Tout de suite, père Gargousse... tout de suite !...

Elle va chercher une bouteille et un verre, qu’elle pose sur la table.

CÉSARINE, de même.

Donnez-moi votre chapeau... et votre badine...

GARGOUSSE.

Oui... oui...

Il ôte son chapeau avec quelque difficulté. Césarine prend la canne et le chapeau, et va les déposer à gauche, derrière le berceau de verdure. À Madame Portugal, qui apporte la bouteille.

À la bonne heure !...

Il verse en tremblant et fait claquer la bouteille sur le verre.

A-t-il une jolie couleur, mon breuvage pastoral !...

Tout en approchant lentement le verre de ses lèvres, il répète.

A-t-il une jolie couleur, mon breu...

Il boit lentement ; Madame Portugal prend le verre, après qu’il a bu. Gargousse respire, essuie ses lèvres avec le dos de sa main, puis, après un petit temps.

Ah ! ça, mais, il me semble que je suis venu  ici pour quelque chose... oui... oui... dites-moi donc ?...

Il se retourne du côté de Césarine.

CÉSARINNE, à part.

Aïe !... aïe !...

Gargousse regarde Madame Portugal.

MADAME PORTUGAL.

Dame !...

GARGOUSSE.

Ah ! m’y voilà !... Je vois bien qu’on ne m’a pas trompé... la marmite est renversée...

CÉSARINE.

Vous y êtes !... et alors, vous devez comprendre pourquoi, moi, je ne veux plus d’Éléonore pour mari.

MADAME PORTUGAL.

Et pourquoi Valentin n’en veut pas pour son fils.

GARGOUSSE.

Oh ! je sais tout ce qui s’est passé... Et, de cette façon, v’là mon Benjamin, les reins par terre, entre deux chaises.

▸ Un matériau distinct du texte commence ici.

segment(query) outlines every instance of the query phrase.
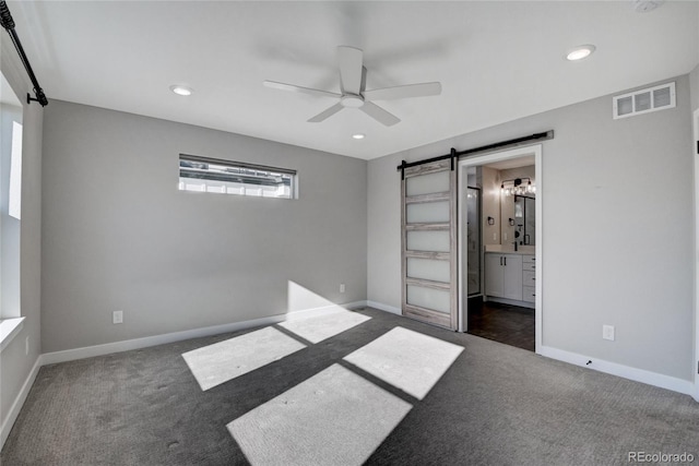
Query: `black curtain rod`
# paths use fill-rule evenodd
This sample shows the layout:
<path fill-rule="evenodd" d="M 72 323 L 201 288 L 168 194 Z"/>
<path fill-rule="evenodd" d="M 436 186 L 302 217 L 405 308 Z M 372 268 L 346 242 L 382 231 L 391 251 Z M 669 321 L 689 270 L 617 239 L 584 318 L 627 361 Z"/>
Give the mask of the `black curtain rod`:
<path fill-rule="evenodd" d="M 451 158 L 451 168 L 453 169 L 454 158 L 461 157 L 462 155 L 473 155 L 479 152 L 493 151 L 495 148 L 501 148 L 510 145 L 517 145 L 517 144 L 528 143 L 532 141 L 540 141 L 540 140 L 550 140 L 550 139 L 554 139 L 554 130 L 545 131 L 543 133 L 535 133 L 529 136 L 517 138 L 513 140 L 500 141 L 494 144 L 482 145 L 479 147 L 467 148 L 465 151 L 457 151 L 455 148 L 452 147 L 450 154 L 426 158 L 424 160 L 411 162 L 410 164 L 406 163 L 405 160 L 402 160 L 402 164 L 395 168 L 398 170 L 405 170 L 406 168 L 410 168 L 410 167 L 416 167 L 418 165 L 425 165 L 433 162 L 446 160 L 447 158 Z"/>
<path fill-rule="evenodd" d="M 2 27 L 8 31 L 10 37 L 12 38 L 12 44 L 14 44 L 14 48 L 17 49 L 17 53 L 20 55 L 20 60 L 22 60 L 22 64 L 24 64 L 24 69 L 26 73 L 29 75 L 29 80 L 32 80 L 32 84 L 34 85 L 34 95 L 36 98 L 26 95 L 26 103 L 31 104 L 33 100 L 42 104 L 42 107 L 46 107 L 48 105 L 48 98 L 46 98 L 46 94 L 44 94 L 44 89 L 39 86 L 39 82 L 36 81 L 36 75 L 34 74 L 34 70 L 32 70 L 32 65 L 29 64 L 29 59 L 26 58 L 26 53 L 24 52 L 24 48 L 22 47 L 22 43 L 20 41 L 20 37 L 17 37 L 17 33 L 14 32 L 14 20 L 12 19 L 12 14 L 10 13 L 10 9 L 8 8 L 8 3 L 3 0 L 0 1 L 0 23 Z"/>

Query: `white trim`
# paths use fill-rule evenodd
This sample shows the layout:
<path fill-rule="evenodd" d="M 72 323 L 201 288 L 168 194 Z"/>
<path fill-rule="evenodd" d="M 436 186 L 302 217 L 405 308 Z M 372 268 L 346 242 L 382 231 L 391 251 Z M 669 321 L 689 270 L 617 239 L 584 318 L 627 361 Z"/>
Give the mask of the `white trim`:
<path fill-rule="evenodd" d="M 649 385 L 659 386 L 661 389 L 672 390 L 673 392 L 679 392 L 686 395 L 691 395 L 691 392 L 694 390 L 694 384 L 688 380 L 677 379 L 643 369 L 631 368 L 629 366 L 623 366 L 616 362 L 609 362 L 593 357 L 578 355 L 576 353 L 552 348 L 550 346 L 542 346 L 540 348 L 540 351 L 537 353 L 547 358 L 557 359 L 559 361 L 568 362 L 582 368 L 588 368 L 612 375 L 617 375 L 624 379 L 629 379 L 635 382 L 647 383 Z M 588 363 L 589 361 L 591 362 Z"/>
<path fill-rule="evenodd" d="M 535 179 L 536 179 L 536 200 L 535 200 L 535 205 L 536 205 L 536 244 L 534 246 L 535 248 L 535 254 L 536 254 L 536 302 L 534 303 L 534 321 L 535 321 L 535 332 L 536 332 L 536 336 L 535 336 L 535 353 L 540 353 L 540 348 L 542 347 L 542 342 L 543 342 L 543 320 L 542 320 L 542 315 L 543 315 L 543 243 L 544 243 L 544 208 L 543 208 L 543 186 L 544 186 L 544 177 L 543 177 L 543 169 L 542 169 L 542 153 L 543 153 L 543 148 L 542 148 L 542 144 L 535 144 L 535 145 L 528 145 L 528 146 L 523 146 L 523 147 L 516 147 L 509 151 L 500 151 L 500 152 L 494 152 L 494 153 L 489 153 L 489 154 L 485 154 L 478 157 L 470 157 L 470 158 L 465 158 L 463 160 L 459 162 L 459 175 L 463 176 L 463 171 L 472 166 L 481 166 L 481 165 L 487 165 L 487 164 L 493 164 L 495 162 L 500 162 L 500 160 L 507 160 L 509 158 L 518 158 L 518 157 L 523 157 L 526 155 L 534 155 L 534 169 L 535 169 Z M 459 183 L 459 199 L 463 198 L 463 182 Z M 464 211 L 464 208 L 459 207 L 460 211 Z M 462 214 L 460 214 L 462 215 Z M 462 218 L 459 218 L 460 222 L 463 222 Z M 462 241 L 462 238 L 460 236 L 459 238 L 460 241 Z M 464 248 L 459 247 L 459 273 L 460 275 L 463 275 L 462 273 L 462 268 L 465 264 L 465 260 L 463 259 L 463 253 L 464 253 Z M 464 306 L 464 299 L 462 299 L 463 297 L 463 285 L 460 283 L 460 296 L 459 296 L 459 321 L 460 321 L 460 331 L 463 327 L 463 331 L 466 331 L 466 325 L 464 324 L 464 322 L 467 321 L 467 306 Z"/>
<path fill-rule="evenodd" d="M 55 365 L 58 362 L 74 361 L 76 359 L 92 358 L 95 356 L 110 355 L 114 353 L 130 351 L 132 349 L 147 348 L 151 346 L 165 345 L 168 343 L 182 342 L 203 336 L 220 335 L 222 333 L 237 332 L 263 325 L 274 325 L 280 322 L 310 318 L 328 312 L 337 312 L 337 308 L 348 309 L 351 307 L 362 307 L 364 301 L 350 302 L 346 304 L 332 304 L 321 308 L 305 309 L 287 314 L 271 315 L 268 318 L 253 319 L 242 322 L 233 322 L 222 325 L 213 325 L 201 328 L 192 328 L 182 332 L 166 333 L 163 335 L 146 336 L 143 338 L 126 339 L 121 342 L 107 343 L 104 345 L 86 346 L 83 348 L 67 349 L 63 351 L 46 353 L 43 356 L 44 365 Z"/>
<path fill-rule="evenodd" d="M 0 353 L 8 347 L 10 342 L 20 333 L 24 326 L 25 318 L 3 319 L 0 322 Z"/>
<path fill-rule="evenodd" d="M 29 371 L 29 374 L 26 377 L 20 393 L 16 398 L 14 398 L 14 403 L 12 403 L 8 415 L 2 419 L 2 426 L 0 426 L 0 450 L 4 446 L 4 442 L 8 440 L 8 437 L 10 437 L 12 426 L 14 426 L 14 421 L 17 420 L 17 416 L 20 416 L 20 410 L 22 409 L 22 406 L 24 406 L 24 402 L 29 394 L 29 390 L 32 390 L 32 385 L 34 385 L 34 381 L 36 380 L 36 375 L 39 373 L 42 366 L 44 366 L 44 360 L 39 355 L 39 357 L 36 358 L 36 362 L 34 362 L 34 367 Z"/>
<path fill-rule="evenodd" d="M 375 308 L 383 312 L 390 312 L 395 315 L 403 315 L 403 311 L 401 311 L 401 308 L 394 308 L 393 306 L 383 304 L 377 301 L 366 301 L 366 302 L 367 302 L 367 307 L 369 308 Z"/>

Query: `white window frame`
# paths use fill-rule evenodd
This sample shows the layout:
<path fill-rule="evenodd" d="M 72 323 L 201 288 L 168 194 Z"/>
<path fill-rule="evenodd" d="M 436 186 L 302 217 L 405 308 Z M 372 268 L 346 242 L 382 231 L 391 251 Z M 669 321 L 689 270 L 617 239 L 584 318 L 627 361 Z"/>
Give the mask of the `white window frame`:
<path fill-rule="evenodd" d="M 183 162 L 190 163 L 190 166 L 183 166 Z M 209 165 L 217 168 L 210 171 Z M 275 183 L 275 180 L 284 182 Z M 297 172 L 289 168 L 180 154 L 178 189 L 266 199 L 296 199 Z"/>

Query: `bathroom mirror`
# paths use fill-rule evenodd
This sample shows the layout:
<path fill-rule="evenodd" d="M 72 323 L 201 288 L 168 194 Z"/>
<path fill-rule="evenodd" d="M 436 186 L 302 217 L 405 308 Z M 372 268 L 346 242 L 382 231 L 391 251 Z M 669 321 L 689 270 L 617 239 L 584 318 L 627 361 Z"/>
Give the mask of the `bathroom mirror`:
<path fill-rule="evenodd" d="M 502 195 L 500 199 L 502 246 L 536 244 L 536 201 L 526 195 Z"/>

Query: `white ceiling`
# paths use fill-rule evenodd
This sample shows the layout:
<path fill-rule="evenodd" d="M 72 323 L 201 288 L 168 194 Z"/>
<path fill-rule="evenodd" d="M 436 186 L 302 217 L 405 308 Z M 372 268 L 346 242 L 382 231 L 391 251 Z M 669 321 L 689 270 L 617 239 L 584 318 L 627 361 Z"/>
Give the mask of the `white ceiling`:
<path fill-rule="evenodd" d="M 688 73 L 699 2 L 636 13 L 632 1 L 8 2 L 51 98 L 371 159 Z M 593 44 L 588 60 L 566 51 Z M 307 119 L 339 92 L 336 46 L 364 50 L 367 89 L 440 81 L 442 94 Z M 191 86 L 181 97 L 171 84 Z M 50 104 L 49 104 L 50 105 Z M 609 110 L 611 111 L 611 110 Z M 355 141 L 354 133 L 367 138 Z"/>

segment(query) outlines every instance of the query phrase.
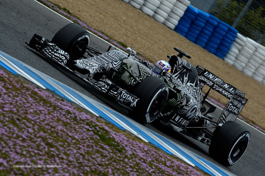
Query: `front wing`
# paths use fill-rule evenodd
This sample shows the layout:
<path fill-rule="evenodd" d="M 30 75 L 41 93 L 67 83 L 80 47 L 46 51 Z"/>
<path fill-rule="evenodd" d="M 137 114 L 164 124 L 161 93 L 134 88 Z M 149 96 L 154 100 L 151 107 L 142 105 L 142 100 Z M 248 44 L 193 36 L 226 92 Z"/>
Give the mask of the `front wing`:
<path fill-rule="evenodd" d="M 69 55 L 49 40 L 35 34 L 28 46 L 39 52 L 49 60 L 59 65 L 75 76 L 96 89 L 115 99 L 118 103 L 129 109 L 135 107 L 139 99 L 119 87 L 106 77 L 98 82 L 93 82 L 82 76 L 67 67 L 66 64 Z"/>

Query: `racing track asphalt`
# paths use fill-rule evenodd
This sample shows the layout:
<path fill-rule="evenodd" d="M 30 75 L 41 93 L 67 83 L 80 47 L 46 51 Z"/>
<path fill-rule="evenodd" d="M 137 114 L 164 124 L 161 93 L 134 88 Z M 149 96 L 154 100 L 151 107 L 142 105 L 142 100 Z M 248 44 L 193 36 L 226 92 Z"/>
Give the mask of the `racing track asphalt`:
<path fill-rule="evenodd" d="M 0 50 L 127 115 L 126 110 L 115 104 L 112 105 L 113 103 L 109 99 L 106 99 L 92 88 L 71 75 L 68 76 L 67 74 L 64 74 L 25 44 L 25 42 L 29 41 L 34 33 L 51 40 L 56 32 L 69 23 L 69 21 L 33 0 L 1 0 L 0 12 Z M 108 44 L 92 35 L 91 37 L 90 46 L 102 51 L 106 50 Z M 165 54 L 166 56 L 167 54 Z M 192 53 L 190 55 L 192 56 Z M 199 142 L 167 130 L 167 128 L 159 127 L 156 123 L 145 126 L 235 175 L 265 175 L 265 135 L 240 121 L 236 122 L 249 130 L 251 138 L 244 155 L 234 165 L 230 167 L 224 166 L 212 159 L 208 155 L 208 147 Z"/>

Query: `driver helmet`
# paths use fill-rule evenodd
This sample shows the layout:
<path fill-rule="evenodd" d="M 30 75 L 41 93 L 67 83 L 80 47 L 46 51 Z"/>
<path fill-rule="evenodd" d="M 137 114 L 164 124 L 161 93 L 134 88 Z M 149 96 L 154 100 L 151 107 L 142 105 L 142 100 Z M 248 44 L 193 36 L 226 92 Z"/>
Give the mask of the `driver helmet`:
<path fill-rule="evenodd" d="M 157 74 L 160 75 L 163 70 L 170 73 L 171 66 L 168 62 L 165 60 L 159 60 L 154 64 L 152 71 Z"/>

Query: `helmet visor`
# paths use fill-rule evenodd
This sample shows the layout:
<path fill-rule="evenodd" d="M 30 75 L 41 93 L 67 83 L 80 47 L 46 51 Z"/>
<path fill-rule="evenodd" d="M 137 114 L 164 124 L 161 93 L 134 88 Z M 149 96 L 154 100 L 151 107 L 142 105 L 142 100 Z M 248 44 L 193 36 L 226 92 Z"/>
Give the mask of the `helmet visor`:
<path fill-rule="evenodd" d="M 155 72 L 157 73 L 157 74 L 160 74 L 162 72 L 162 70 L 161 68 L 156 66 L 155 65 L 154 65 L 153 66 L 153 70 Z"/>

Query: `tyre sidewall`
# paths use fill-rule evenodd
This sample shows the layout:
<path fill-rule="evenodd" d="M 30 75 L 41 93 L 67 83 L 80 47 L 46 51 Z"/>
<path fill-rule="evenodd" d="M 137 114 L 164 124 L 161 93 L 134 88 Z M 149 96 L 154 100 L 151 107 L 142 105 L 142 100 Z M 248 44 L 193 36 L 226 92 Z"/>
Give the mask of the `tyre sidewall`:
<path fill-rule="evenodd" d="M 229 121 L 214 132 L 209 147 L 209 152 L 212 158 L 226 166 L 231 166 L 238 161 L 246 149 L 250 139 L 250 133 L 244 127 L 237 123 Z M 245 140 L 246 145 L 240 154 L 232 158 L 233 149 L 242 140 Z"/>
<path fill-rule="evenodd" d="M 137 86 L 133 94 L 139 98 L 136 106 L 131 114 L 140 122 L 150 123 L 156 118 L 162 110 L 168 95 L 168 88 L 164 82 L 159 78 L 150 76 L 142 80 Z M 155 114 L 150 114 L 153 103 L 164 96 L 162 105 Z"/>

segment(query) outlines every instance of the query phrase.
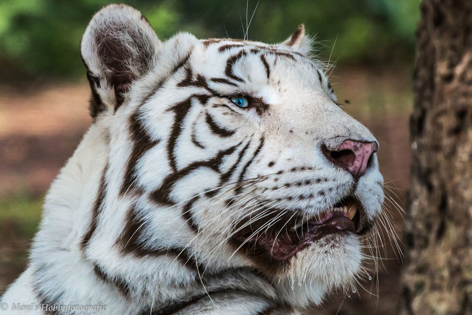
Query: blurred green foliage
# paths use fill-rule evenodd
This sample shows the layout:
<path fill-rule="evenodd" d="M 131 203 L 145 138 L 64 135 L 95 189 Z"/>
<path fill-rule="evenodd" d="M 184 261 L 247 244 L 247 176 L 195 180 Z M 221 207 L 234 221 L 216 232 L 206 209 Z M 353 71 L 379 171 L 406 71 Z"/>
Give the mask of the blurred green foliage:
<path fill-rule="evenodd" d="M 27 196 L 0 199 L 0 228 L 13 224 L 17 236 L 33 237 L 38 229 L 43 202 L 42 198 Z"/>
<path fill-rule="evenodd" d="M 0 1 L 0 68 L 4 80 L 76 77 L 84 72 L 79 53 L 88 21 L 108 0 Z M 118 1 L 121 2 L 121 1 Z M 200 38 L 277 43 L 301 23 L 321 43 L 320 54 L 342 63 L 409 62 L 420 0 L 181 0 L 123 1 L 140 10 L 161 39 L 179 31 Z M 336 45 L 335 43 L 336 42 Z M 334 46 L 333 49 L 333 46 Z"/>

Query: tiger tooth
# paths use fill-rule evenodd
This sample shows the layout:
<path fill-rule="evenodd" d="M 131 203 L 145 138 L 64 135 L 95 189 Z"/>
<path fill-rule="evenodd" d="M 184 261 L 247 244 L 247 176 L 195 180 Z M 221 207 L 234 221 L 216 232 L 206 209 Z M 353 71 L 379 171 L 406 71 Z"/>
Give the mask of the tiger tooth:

MADAME PORTUGAL, avec colère.

Tenez, père Gargousse... que le capon n’entre plus ici, d’abord !

CÉSARINE.

S’il se montre à mes yeux... je lui arrache les siens !

GARGOUSSE.

Ta, la, ta !... tu ne lui arracheras rien du tout...

Air de Masaniello.

P’tite, il faut qu’ ton cœur s’humanise,
Donn’ lui l’ temps de se corriger :
Les sonneurs de cloch’s de l’église
Ne sonn’nt pas l’heure du berger.

À Madame Portugal.

Et toi, quand la colèr’ l’outrage,
Tu d’vrais excuser sa frayeur :
Pour en faire un homm’ de courage,
Il n’ fallait pas l’ mettre enfant d’ cheur.

Éléonore, représenté par un double, entre de la gauche en courant ; mais, à la vue des personnages qui sont en scène, il se jette, effrayé, dans le berceau, qui est découpé à jour, de façon que l’on puisse le voir sans distinguer sa figure.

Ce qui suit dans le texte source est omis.